J'ai ressorti mon cours de chimie pharmaceutique pour te répondre.

Comment découvre-t-on de nouveaux médicaments?

1) les découvertes accidentelles. Exemple: la pénicilline. Un pur coup de chatte. Il ne restait au scientifique qu'à interpréter et exploiter intelligemment son observation. De nos jours il n'y en a plus beaucoup.

2) le screening à l'aveuglette. On synthétise des molécules plic-ploc, presque au hasard et on fait des tests avec pour voir quel effet ça produit. Peu rentable parce qu'il faut faire blindé de tests sur plein de molécules différentes sans savoir s'il y en a une seule intéressante dans le lot. On peut aussi utiliser la synthèse organique combinatoire, qui consiste à dessiner des molécules suivant une certaine ligne directrice. Ensuite les tester. Puis "améliorer" les molécules qui ont du potentiel. Intéressant comme approche, mais insuffisante seule.

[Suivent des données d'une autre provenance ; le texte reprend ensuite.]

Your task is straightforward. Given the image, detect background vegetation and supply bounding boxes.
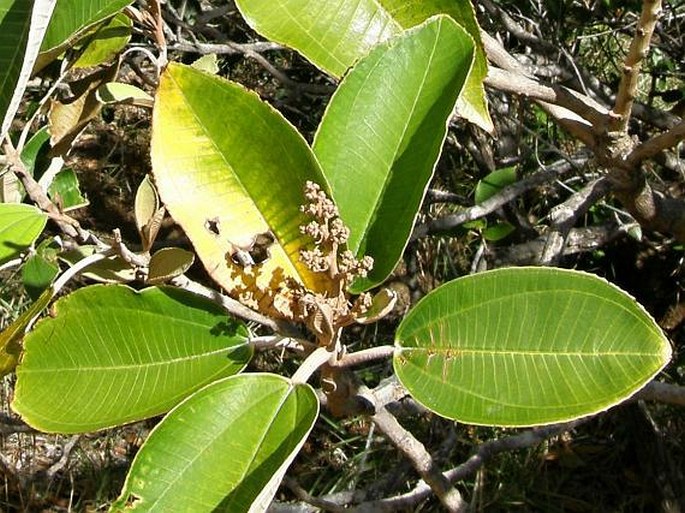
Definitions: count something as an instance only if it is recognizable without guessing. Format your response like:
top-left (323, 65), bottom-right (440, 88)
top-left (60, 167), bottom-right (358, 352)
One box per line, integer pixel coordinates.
top-left (0, 0), bottom-right (685, 512)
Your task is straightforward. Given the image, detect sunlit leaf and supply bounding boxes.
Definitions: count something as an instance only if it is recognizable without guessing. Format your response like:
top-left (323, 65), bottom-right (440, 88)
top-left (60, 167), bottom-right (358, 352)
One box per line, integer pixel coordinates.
top-left (0, 288), bottom-right (53, 376)
top-left (110, 374), bottom-right (319, 513)
top-left (474, 167), bottom-right (518, 205)
top-left (147, 248), bottom-right (195, 284)
top-left (313, 16), bottom-right (474, 290)
top-left (97, 82), bottom-right (154, 107)
top-left (0, 203), bottom-right (48, 264)
top-left (0, 0), bottom-right (56, 140)
top-left (48, 167), bottom-right (88, 212)
top-left (236, 0), bottom-right (493, 132)
top-left (152, 63), bottom-right (330, 314)
top-left (74, 13), bottom-right (133, 68)
top-left (36, 0), bottom-right (133, 69)
top-left (394, 268), bottom-right (671, 426)
top-left (13, 285), bottom-right (251, 433)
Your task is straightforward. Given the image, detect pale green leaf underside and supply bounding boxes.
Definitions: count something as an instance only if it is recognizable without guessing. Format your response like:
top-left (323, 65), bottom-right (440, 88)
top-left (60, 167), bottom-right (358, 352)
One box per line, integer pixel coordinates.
top-left (41, 0), bottom-right (132, 52)
top-left (313, 16), bottom-right (474, 289)
top-left (0, 0), bottom-right (32, 136)
top-left (110, 374), bottom-right (319, 513)
top-left (0, 0), bottom-right (55, 140)
top-left (0, 203), bottom-right (48, 264)
top-left (152, 63), bottom-right (327, 300)
top-left (236, 0), bottom-right (493, 131)
top-left (394, 268), bottom-right (671, 426)
top-left (13, 285), bottom-right (251, 433)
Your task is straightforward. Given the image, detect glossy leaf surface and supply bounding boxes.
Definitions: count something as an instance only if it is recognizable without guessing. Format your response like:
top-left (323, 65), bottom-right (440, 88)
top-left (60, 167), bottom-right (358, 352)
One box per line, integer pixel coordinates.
top-left (0, 0), bottom-right (56, 140)
top-left (313, 16), bottom-right (474, 290)
top-left (0, 203), bottom-right (48, 264)
top-left (37, 0), bottom-right (133, 69)
top-left (13, 285), bottom-right (251, 433)
top-left (394, 268), bottom-right (671, 426)
top-left (152, 63), bottom-right (329, 308)
top-left (110, 374), bottom-right (319, 513)
top-left (236, 0), bottom-right (493, 131)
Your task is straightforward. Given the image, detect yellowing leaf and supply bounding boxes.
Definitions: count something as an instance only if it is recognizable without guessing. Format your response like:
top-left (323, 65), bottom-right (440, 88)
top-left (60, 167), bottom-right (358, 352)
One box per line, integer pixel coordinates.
top-left (152, 63), bottom-right (331, 310)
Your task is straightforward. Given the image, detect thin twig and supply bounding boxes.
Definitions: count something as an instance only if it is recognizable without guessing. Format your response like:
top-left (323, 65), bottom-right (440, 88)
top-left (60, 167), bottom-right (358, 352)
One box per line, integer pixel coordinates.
top-left (331, 346), bottom-right (395, 367)
top-left (411, 154), bottom-right (588, 240)
top-left (633, 381), bottom-right (685, 406)
top-left (169, 39), bottom-right (283, 55)
top-left (538, 176), bottom-right (611, 265)
top-left (171, 275), bottom-right (297, 336)
top-left (371, 407), bottom-right (467, 512)
top-left (610, 0), bottom-right (661, 132)
top-left (626, 121), bottom-right (685, 167)
top-left (47, 435), bottom-right (81, 479)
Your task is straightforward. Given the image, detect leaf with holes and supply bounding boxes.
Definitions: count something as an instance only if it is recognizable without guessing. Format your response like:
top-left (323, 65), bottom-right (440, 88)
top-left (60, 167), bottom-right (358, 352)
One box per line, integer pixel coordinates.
top-left (394, 268), bottom-right (671, 426)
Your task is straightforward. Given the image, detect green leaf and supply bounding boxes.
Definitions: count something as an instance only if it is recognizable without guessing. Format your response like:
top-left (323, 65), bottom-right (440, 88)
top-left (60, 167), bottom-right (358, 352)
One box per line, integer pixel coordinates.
top-left (110, 374), bottom-right (319, 513)
top-left (21, 126), bottom-right (50, 180)
top-left (236, 0), bottom-right (493, 132)
top-left (21, 253), bottom-right (59, 300)
top-left (0, 203), bottom-right (48, 264)
top-left (48, 167), bottom-right (88, 212)
top-left (59, 245), bottom-right (136, 283)
top-left (147, 248), bottom-right (195, 284)
top-left (97, 82), bottom-right (155, 107)
top-left (36, 0), bottom-right (133, 69)
top-left (236, 0), bottom-right (402, 77)
top-left (74, 13), bottom-right (133, 68)
top-left (313, 16), bottom-right (473, 291)
top-left (191, 53), bottom-right (219, 75)
top-left (483, 221), bottom-right (516, 242)
top-left (0, 0), bottom-right (56, 141)
top-left (152, 63), bottom-right (330, 308)
top-left (475, 167), bottom-right (518, 205)
top-left (0, 288), bottom-right (53, 377)
top-left (13, 285), bottom-right (251, 433)
top-left (394, 268), bottom-right (671, 426)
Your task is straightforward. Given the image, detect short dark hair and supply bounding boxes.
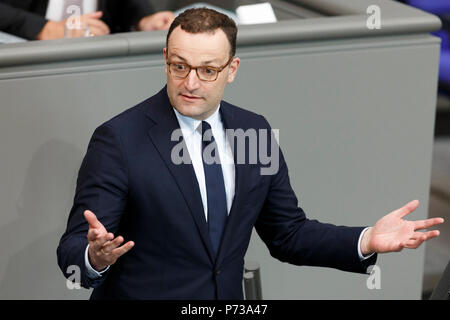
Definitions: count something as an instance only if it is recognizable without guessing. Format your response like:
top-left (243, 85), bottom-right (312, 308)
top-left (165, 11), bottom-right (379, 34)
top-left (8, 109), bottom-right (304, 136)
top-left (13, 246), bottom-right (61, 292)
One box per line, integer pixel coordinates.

3) extraction à partir de sources naturelles. On arrive facilement à purifier des molécules médicamenteuses à partir de plantes et à les modifier pour améliorer leur efficacité. Le problème c'est que pour découvrir de nouveaux médicaments extraits de plantes (ou d'insectes, poissons, mammifères et autres marsupiaux), il faut tester masse de plantes différentes, isoler la (les) molécule(s) responsables de l'effet pharmaceutique, puis ensuite reconduire d'autres tests d'efficacité, de tolérance, etc. dessus.

4) modification de médicaments déjà connus. La plus simple et la plus sûre méthode de créer de nouveaux médicaments. Marcher lentement en tâtonnant c'est la façon la plus sûre d'avancer dans une pièce sombre sans se viander.

Tu comprends donc pourquoi la science pharmaceutique n'avance que lentement.